The 25-year-old Palestinian refugee wears a dark, paint-splattered cloak with a black respirator strapped over her hijab as she spraypaints a powerful message on the wall opposite her family’s 700-square foot house.
There, she lives with four of her five younger siblings and their parents. Ajjawi was born just three blocks away, but grew up in the concrete home which was built over the location her grandparents settled during what she calls Nakba, or “catastrophe.” The incident was the mass exodus of an estimated 700,000 Palestinians who fled or were forced out of their homes during the 1948 Arab-Israeli conflict.
The activist works quickly, switching between three spray-paint bottles that sit at her feet, and within 20 minutes has scrawled Arabic letters onto the veil of a girl with cavernous eyes. She then paints a feather quill by her side – her mural nearly complete.
Despite what you may think, her message isn’t as much about the art as it is the meaning behind what’s being colorfully sketched on the walls.
Laila works at an NGO during the day, but uses her free time to create artwork which conveys her family’s frustration of “having to fight for very simple things.” For example, her university education, which she says costs about 6,000 Jordanian dinars for four years (about $8,400 USD), is sending her family into considerable debt.
Recognizing that education is a priority, her parents are doing their best to send Laila, her three younger sisters, and someday, the two youngest boys of the family to college. This is tough, however, for every month, her parents bring in less than 700 Jordanian dinars (about $1,000 USD). Most of that income comes from her father’s construction job, which is now in jeopardy because of a foot injury that makes it difficult for him to work.
Still, they persist as a unit.
Living as a woman in an impoverished and overcrowded refugee camp, Laila was born on of the lowest rungs in Jordanian society. Her education, however, is opening doors and creating opportunities she never before knew existed.
Recognizing the power of activism through art, Ajjawi is spray painting murals to challenge the assumptions her culture makes about women. Traditionally, women are taught to be subservient in a male-dominated society. Palestinian refugees, as well, face ongoing discrimination.
Through her murals and activism, she hopes to show other refugees, young women, and girls that they, too, can take control of their destinies.
Cosmopolitan brilliantly captures this in the video above.
According to Women on Walls, the feminist street art campaign in the Middle East, women activists in Jordan have become increasingly vocal about street harassment. Though street harassment is reportedly prevalent, stigma often prevents women from raising complaints.

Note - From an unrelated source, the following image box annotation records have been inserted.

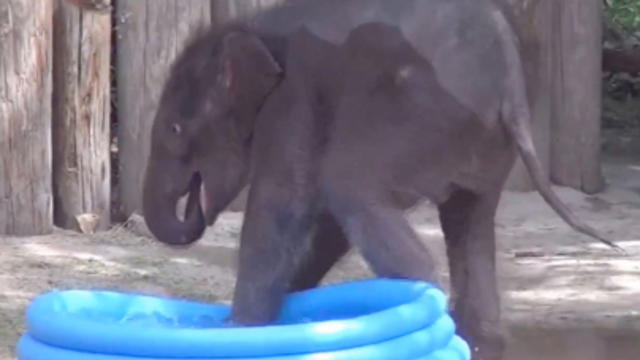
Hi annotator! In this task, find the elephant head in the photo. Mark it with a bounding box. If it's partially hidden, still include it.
[143,30,282,245]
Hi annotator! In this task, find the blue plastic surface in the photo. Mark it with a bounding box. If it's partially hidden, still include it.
[18,331,471,360]
[18,279,470,360]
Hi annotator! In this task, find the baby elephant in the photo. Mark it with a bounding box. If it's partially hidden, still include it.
[138,0,607,360]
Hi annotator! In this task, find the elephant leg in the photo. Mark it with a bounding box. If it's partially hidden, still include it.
[439,190,504,360]
[328,184,436,283]
[290,212,350,291]
[231,182,315,326]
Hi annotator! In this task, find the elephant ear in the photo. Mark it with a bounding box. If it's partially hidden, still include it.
[217,31,283,136]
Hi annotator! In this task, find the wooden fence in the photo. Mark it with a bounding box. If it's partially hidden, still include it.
[0,0,603,235]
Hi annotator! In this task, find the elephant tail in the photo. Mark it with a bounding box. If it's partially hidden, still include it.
[494,8,622,250]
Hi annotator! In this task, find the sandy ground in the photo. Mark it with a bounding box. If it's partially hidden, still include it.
[0,153,640,360]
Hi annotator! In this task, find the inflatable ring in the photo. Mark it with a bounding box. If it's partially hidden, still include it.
[19,279,465,360]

Channeling that frustration into art is one of the ways female activists – like Laila – bring attention to the issue and inspire change.
Laila never paints alone in public, as her public art is usually coordinated through an NGO. In addition, while graffiti is often associated with resistance and civil disobedience, Ajjawi does not paint on public or private walls without first obtaining permission.
She also avoids depicting a woman’s body on a public wall, which might lead to “deletion” of a mural seen as too risqué. By working within the rules of her society, she argues, her art can reach more people.
Ajjawi by no means has an easy future. She’s a female Palestinian refugee challenging cultural norms, staving off marriage until it’s with the right person, and working toward a future that affords her financial freedom. Her efforts, she believes, will be worth it, however.
“My future doesn’t look easy,” says Laila, but living a “normal” or traditional life is even less appealing than whatever challenges lie in her path.
Her aim is to develop her abilities and take on the media through her art.
“The media is trying to provoke an idea about girls, that girls cannot take control of her life. I’m going to become a part of the media that affects people.”